İkinci harmonik jenerasyon veya SHG'deki boşluklar tümör kitlelerinin yerini ortaya çıkarır. Üst Z dilimini yalnız hücre tabakasının altına yerleştirin, ilk kollajen lifleri 50 ila 100 mikronda görünür. Alt Z dilimini, liflerin solduğu ve zayıf sinyalin hakim olduğu 250 mikrometreye ayarlayın.
Ardından, kaydedilen tüm XY pozisyonları için prosedürü tekrarlayın. Z yığını aralığı ayarlandıktan sonra, bekleme süresini sekiz mikrosaniyeye çıkarın ve güç ve dedektör ayarlarını optimize edin. Her deney için dokuyu uyarmak için gereken güç seviyelerini optimize edin ve hedefin arka açıklığında 750 nanometrede 90 miliwatt'a veya 890 nanometrede 70 miliwatt'a kadar olan güçleri kullanın.
Ardından, çoğu intravital göç filmi için toplama noktaları arasında 10 dakikalık aralıklarla başlayın ve zaman aralıklarını deneysel hedeflere göre ayarlayın. Hücre ağartması veya hızla artan otofloresan ve aşırı fotobeyazlatma gibi fototoksisite belirtileri gözlenirse, koşulların gösterdiği gibi lazer gücünü azaltın veya zaman atlama aralıklarını artırın. Floresan ömür boyu görüntüleme veya NADPH'nin FLIM'si için, önizleme taramasına başlayın ve sabit fraksiyon ayırıcısının veya CFD'nin okunması 10 ila beşinci ve 10 ila altıncı arasında olana kadar lazer gücünü ayarlayın.

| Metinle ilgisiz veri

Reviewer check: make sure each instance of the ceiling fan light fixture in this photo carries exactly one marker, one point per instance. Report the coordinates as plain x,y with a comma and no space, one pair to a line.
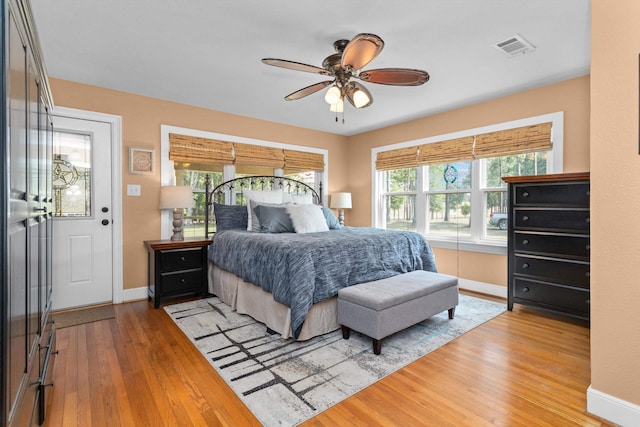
338,107
360,99
333,95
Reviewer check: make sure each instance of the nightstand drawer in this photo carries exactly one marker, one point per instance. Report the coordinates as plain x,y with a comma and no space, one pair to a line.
558,270
569,220
572,194
574,301
556,244
182,281
179,259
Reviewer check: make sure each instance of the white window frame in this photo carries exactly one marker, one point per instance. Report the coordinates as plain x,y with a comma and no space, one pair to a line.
167,173
555,161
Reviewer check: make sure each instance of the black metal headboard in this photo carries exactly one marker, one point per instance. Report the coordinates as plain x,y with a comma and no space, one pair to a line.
232,192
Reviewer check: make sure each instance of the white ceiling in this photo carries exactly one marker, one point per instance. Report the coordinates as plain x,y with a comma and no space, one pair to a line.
207,53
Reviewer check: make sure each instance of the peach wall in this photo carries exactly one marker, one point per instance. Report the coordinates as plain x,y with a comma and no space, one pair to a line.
570,96
615,176
141,120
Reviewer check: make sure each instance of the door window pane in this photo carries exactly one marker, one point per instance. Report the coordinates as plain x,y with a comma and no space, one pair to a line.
72,174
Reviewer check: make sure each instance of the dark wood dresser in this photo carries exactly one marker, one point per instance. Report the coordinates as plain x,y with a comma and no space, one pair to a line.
549,243
177,268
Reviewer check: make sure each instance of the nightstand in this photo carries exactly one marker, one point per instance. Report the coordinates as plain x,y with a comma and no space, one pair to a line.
177,268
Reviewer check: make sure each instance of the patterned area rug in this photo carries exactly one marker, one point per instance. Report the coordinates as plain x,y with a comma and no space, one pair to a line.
284,382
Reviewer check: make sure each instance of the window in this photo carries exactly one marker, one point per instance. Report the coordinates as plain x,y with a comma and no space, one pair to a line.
188,157
462,201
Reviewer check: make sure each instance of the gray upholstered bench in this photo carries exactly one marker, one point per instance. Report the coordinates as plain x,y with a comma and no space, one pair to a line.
383,307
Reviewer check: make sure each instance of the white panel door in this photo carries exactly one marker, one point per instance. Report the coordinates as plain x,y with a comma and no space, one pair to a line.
82,252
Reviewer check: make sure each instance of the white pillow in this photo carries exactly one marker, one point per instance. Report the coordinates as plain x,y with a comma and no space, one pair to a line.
269,196
307,218
298,199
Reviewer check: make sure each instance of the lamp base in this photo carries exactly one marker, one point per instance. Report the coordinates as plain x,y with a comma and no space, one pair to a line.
177,225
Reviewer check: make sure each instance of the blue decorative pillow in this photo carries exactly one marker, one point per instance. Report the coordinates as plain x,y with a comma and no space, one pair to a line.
230,217
273,219
332,221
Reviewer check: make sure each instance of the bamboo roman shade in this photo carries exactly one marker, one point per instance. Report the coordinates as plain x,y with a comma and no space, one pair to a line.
526,139
397,159
207,153
452,150
520,140
249,154
301,161
192,149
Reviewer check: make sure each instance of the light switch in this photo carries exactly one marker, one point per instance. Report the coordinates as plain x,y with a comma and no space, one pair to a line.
133,190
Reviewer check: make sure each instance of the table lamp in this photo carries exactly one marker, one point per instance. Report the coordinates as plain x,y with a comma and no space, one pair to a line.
177,198
341,201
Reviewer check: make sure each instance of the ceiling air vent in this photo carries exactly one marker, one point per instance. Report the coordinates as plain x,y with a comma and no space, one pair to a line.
515,46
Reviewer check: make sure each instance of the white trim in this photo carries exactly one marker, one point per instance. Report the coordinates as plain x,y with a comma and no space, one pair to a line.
136,294
116,188
555,164
612,409
483,288
166,166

CFD'yi 10'dan altıncıya kadar aşmak, foton yığılmasına ve genel sonuçların kötü olmasına neden olur. Güç seviyesi ayarlandıktan sonra, entegrasyon süresini 90 ila 120 saniye arasında ayarlayın ve ayrılan süre boyunca görüş alanından fotonlar almak için FLIM koleksiyonunu başlatın. Etiketsiz bir meme tümörü içindeki tipik bir görüş alanı, pencerenin yakınında bol miktarda kollajen lifi ve tümörün derinliklerinde bollukta bir azalma olduğunu göstermiştir.
Floresan ömrü veya NADPH kullanımı vaskülatürün tanımlanmasına yardımcı olmuştur. Görüntülerdeki bazı karanlık bölgeler tümör kıvrımları veya bitişik tümör loblarının poposu idi. Vaskülatürü tanımlamak için, NDPH FLIM kullanan kompozit bir görüntü, floresan dekstranın kuyruk damarı enjeksiyonundan önce ve sonra intravital yığının maksimum yoğunluk projeksiyonlarını karşılaştırarak doğrulandı.

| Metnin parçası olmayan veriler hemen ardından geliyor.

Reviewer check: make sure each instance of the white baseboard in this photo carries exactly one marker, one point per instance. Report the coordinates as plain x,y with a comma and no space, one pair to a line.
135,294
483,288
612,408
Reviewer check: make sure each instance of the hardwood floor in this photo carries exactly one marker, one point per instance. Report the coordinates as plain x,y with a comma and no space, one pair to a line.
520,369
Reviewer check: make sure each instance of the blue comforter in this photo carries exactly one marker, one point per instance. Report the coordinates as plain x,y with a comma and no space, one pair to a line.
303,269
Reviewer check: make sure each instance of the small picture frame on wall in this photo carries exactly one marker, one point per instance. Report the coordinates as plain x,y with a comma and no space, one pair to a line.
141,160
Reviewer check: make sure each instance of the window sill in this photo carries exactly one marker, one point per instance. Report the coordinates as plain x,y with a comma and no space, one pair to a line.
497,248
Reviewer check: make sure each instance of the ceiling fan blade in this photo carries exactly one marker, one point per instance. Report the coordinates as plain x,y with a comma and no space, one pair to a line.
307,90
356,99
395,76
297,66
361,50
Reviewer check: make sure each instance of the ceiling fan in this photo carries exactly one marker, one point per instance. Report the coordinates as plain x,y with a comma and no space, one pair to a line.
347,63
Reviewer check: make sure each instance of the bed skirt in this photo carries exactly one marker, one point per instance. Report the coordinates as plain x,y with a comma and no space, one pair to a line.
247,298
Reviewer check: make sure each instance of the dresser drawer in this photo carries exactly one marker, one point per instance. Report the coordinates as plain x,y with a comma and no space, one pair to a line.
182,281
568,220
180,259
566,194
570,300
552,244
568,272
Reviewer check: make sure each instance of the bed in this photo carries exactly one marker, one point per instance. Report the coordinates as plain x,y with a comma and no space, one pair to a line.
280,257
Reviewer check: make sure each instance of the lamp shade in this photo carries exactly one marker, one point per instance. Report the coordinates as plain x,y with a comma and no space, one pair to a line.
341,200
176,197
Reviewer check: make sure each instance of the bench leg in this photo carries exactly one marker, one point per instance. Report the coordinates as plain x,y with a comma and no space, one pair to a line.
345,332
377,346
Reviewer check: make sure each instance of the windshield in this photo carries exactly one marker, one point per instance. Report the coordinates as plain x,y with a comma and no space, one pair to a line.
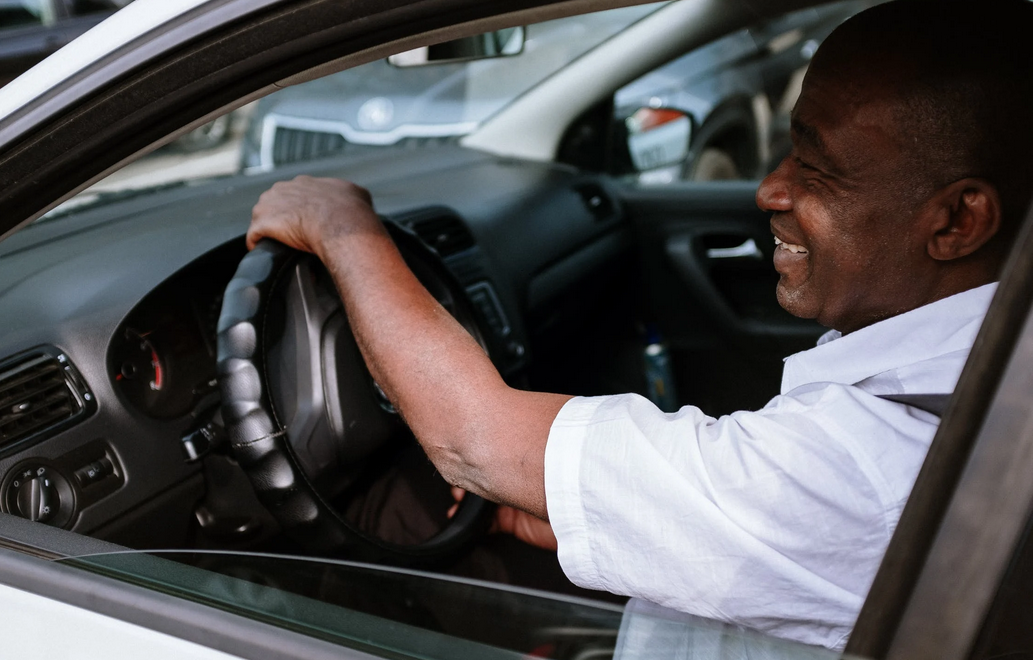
372,106
401,613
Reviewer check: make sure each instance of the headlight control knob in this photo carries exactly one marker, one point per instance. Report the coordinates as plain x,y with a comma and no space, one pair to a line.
37,492
36,499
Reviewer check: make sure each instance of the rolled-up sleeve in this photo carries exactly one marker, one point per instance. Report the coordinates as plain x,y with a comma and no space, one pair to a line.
775,520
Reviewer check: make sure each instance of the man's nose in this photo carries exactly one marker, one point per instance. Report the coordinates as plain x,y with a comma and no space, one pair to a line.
773,194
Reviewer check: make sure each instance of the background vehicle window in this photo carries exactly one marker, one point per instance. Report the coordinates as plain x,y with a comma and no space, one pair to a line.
16,13
737,93
85,7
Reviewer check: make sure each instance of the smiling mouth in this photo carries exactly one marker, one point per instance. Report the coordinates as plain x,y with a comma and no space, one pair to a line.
789,247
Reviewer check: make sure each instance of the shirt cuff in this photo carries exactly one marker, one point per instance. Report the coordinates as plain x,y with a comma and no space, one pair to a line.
563,493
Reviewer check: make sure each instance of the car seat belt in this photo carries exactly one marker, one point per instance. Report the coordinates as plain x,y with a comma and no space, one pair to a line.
933,404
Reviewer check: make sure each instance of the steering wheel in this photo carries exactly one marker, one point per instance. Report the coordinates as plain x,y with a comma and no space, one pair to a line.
303,413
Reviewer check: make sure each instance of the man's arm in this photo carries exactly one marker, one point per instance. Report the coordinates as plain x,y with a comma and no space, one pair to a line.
480,434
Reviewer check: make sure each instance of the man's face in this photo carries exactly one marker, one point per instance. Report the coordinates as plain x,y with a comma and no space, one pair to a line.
841,210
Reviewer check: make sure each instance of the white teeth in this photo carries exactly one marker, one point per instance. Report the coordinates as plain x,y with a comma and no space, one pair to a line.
791,247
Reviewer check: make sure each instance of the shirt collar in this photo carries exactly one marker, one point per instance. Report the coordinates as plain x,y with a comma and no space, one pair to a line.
934,330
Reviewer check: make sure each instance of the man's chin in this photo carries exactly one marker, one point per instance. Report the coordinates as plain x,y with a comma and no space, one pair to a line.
795,301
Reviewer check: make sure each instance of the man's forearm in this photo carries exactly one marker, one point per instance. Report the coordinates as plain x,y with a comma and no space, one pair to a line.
480,434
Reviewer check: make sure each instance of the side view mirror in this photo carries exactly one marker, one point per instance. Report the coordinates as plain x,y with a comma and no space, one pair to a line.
500,43
658,137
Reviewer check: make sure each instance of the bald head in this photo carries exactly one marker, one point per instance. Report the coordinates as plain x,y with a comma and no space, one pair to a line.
911,162
960,73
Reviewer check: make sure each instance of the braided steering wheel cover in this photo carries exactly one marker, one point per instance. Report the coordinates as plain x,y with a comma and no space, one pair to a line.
261,446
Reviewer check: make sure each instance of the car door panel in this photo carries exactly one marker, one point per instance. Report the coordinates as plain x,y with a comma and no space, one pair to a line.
706,253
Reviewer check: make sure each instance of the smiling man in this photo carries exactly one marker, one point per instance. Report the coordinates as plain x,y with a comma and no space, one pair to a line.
909,174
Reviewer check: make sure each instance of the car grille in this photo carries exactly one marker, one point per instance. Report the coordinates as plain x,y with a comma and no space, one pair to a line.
295,145
292,145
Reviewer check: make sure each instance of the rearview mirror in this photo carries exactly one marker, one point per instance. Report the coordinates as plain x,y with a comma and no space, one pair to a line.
500,43
658,137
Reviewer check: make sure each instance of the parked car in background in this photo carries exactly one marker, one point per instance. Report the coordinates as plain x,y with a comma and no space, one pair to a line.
32,29
737,91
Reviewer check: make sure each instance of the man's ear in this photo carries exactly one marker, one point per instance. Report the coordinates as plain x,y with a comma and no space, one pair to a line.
967,214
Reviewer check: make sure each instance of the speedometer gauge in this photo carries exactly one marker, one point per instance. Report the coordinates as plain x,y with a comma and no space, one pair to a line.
139,373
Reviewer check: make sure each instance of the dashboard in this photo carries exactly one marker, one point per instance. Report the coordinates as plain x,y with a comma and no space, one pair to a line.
124,297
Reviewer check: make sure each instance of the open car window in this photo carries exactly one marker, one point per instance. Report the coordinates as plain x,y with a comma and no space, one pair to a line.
401,614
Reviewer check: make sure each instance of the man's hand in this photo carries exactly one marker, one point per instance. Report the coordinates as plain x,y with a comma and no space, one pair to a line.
478,432
307,214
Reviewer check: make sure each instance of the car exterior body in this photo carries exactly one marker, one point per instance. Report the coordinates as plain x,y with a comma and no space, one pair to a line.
31,30
950,587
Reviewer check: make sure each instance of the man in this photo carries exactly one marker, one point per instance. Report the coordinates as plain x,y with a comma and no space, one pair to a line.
893,215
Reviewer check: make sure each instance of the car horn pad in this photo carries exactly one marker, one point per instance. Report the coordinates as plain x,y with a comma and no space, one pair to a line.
259,442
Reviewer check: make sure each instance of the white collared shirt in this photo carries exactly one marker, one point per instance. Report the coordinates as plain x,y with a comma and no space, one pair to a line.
776,520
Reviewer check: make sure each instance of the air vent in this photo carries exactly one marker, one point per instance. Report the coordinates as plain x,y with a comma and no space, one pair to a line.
445,233
39,391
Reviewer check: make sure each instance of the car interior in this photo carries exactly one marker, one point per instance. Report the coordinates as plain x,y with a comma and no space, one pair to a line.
533,229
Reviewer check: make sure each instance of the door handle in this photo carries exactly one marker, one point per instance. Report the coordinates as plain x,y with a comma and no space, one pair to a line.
748,250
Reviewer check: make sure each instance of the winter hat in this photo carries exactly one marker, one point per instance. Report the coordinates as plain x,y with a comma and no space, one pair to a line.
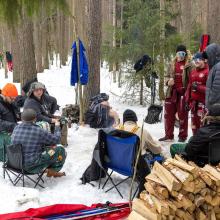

Temsili analiz, dört farenin miktarını ve görüş alanlarını gösterir. Etiketsiz tümör kitlelerinin sınırlarını belirlemek için NADPH otofloresan kullanıldı. Görüntüler, hücrelerin metabolik imzalarını ve kan damarlarının yerini bildirdi.

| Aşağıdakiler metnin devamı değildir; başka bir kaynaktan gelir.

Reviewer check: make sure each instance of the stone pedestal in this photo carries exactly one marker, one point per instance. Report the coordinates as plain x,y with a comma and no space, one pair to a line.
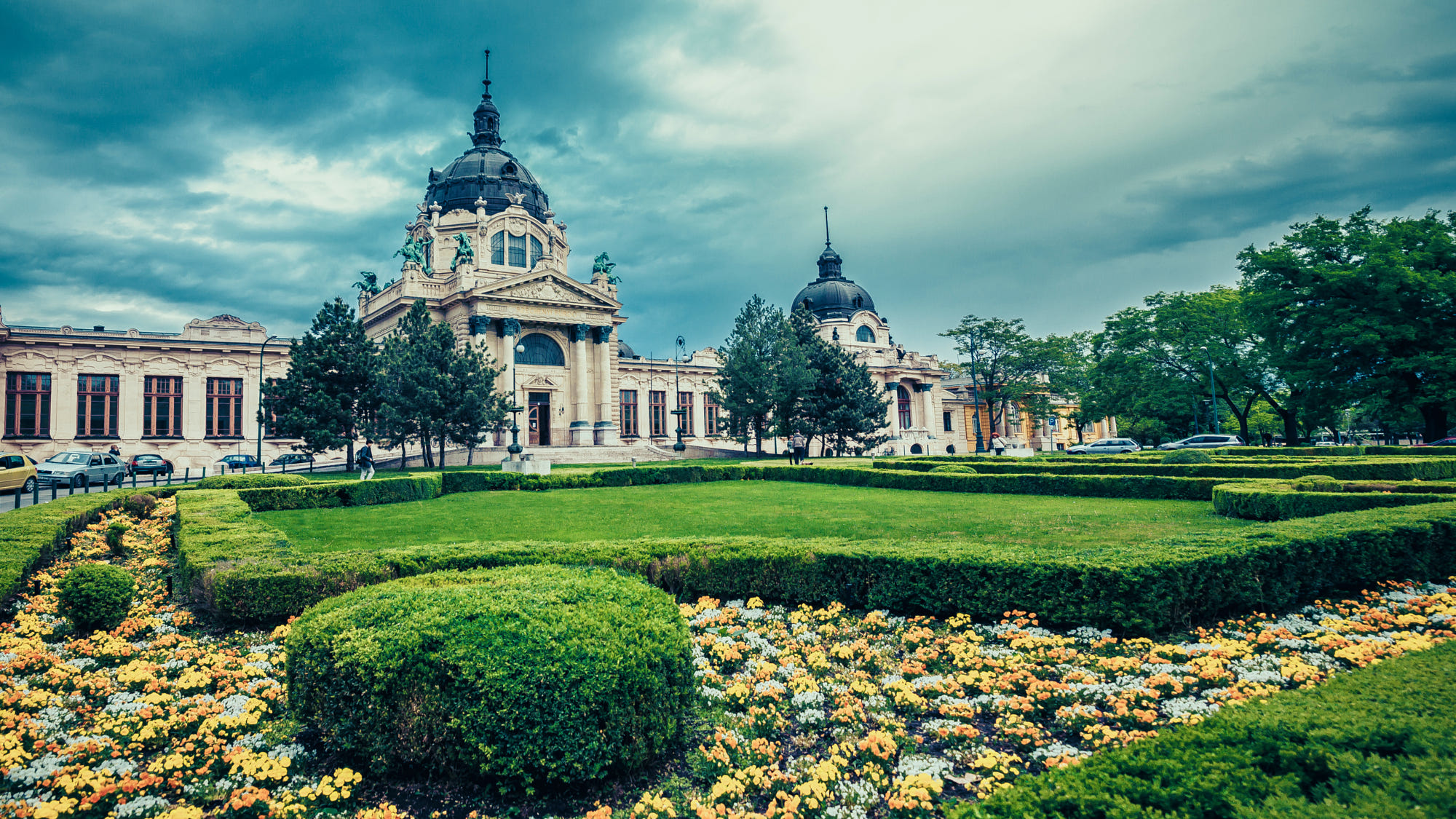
528,465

AFD otofloresansı makrofajları da tanımladı. Segmentasyon şeması ile, etiketsiz tümör sadece SHG ve NADPH otofloresan kullanılarak tümör yuvası, stroma ve vaskülatür için bölmelere bölündü. Ek olarak, stroma ve kollajen lifleri, hizalanmış liflerin yerel bölgelerine de sınıflandırılabilir.
Bu protokol için hatırlanması gereken en önemli şey, görüş alanının görüntüleme için sabit kalması için farenin uygun şekilde sakinleştirildiğinden ve kısıtlandığından emin olmaktır.